Our workshop had a conference dinner, and over some sea bream with risotto, and a melting-middle chocolate pud, I learnt some fascinating things about the Earth’s atmosphere. The one that really struck me is that the current of a lighting bolt comes from a volume of cloud that can be a hundred cubic kilometres. The electric current within the cloud that funnels into a single lightning bolt is distributed over a tree-like structure of electric currents that can spread over a cloud area of many square kilometres and go up several kilometres.
In a thundercloud the charge in each cubic metre is small – after all a cloud is just a very dilute aerosol of small water droplets and/or ice crystals.
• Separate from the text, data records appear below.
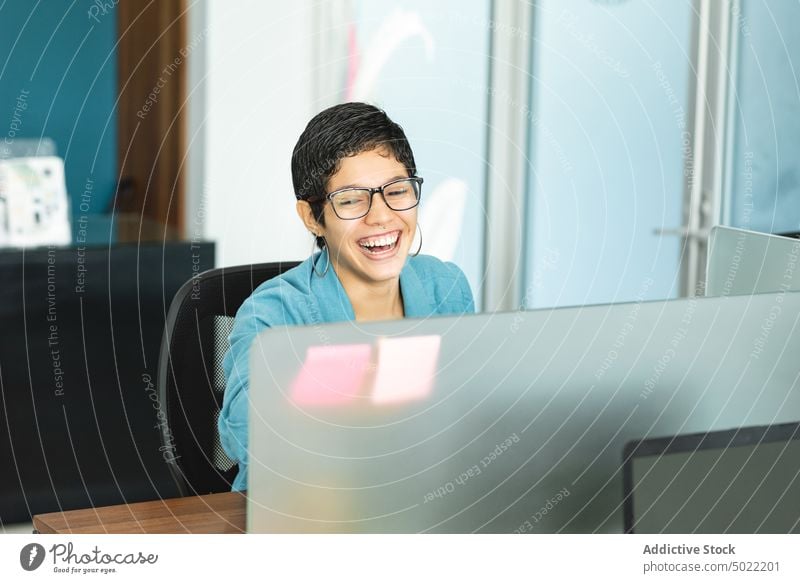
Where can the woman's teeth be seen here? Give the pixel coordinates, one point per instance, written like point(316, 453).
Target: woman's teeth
point(380, 244)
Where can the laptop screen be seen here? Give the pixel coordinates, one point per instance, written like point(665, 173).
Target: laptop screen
point(737, 481)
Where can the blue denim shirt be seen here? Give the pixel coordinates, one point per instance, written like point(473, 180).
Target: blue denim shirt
point(299, 297)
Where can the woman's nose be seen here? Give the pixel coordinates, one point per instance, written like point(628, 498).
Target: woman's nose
point(379, 210)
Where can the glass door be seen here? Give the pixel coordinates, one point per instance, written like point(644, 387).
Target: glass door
point(610, 150)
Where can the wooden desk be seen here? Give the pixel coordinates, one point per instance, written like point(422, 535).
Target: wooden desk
point(210, 514)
But over the cubic kilometres aka billions of cubic metres there is enough charge to generate the huge power of a lightning bolt.
As clouds are always up the sky far away from us, I don’t think we realise how big they are. This reminds me of one of my favourite Father Ted clips, in which Father Ted tries to explain to Father Dougal why the cows in a distant field look the same size as toy model cows:
Anyway, coming back to the point I was making, when I was tucking into the conference dinner, and learning fascinating things about our atmosphere, it felt a real privilege to be a scientist.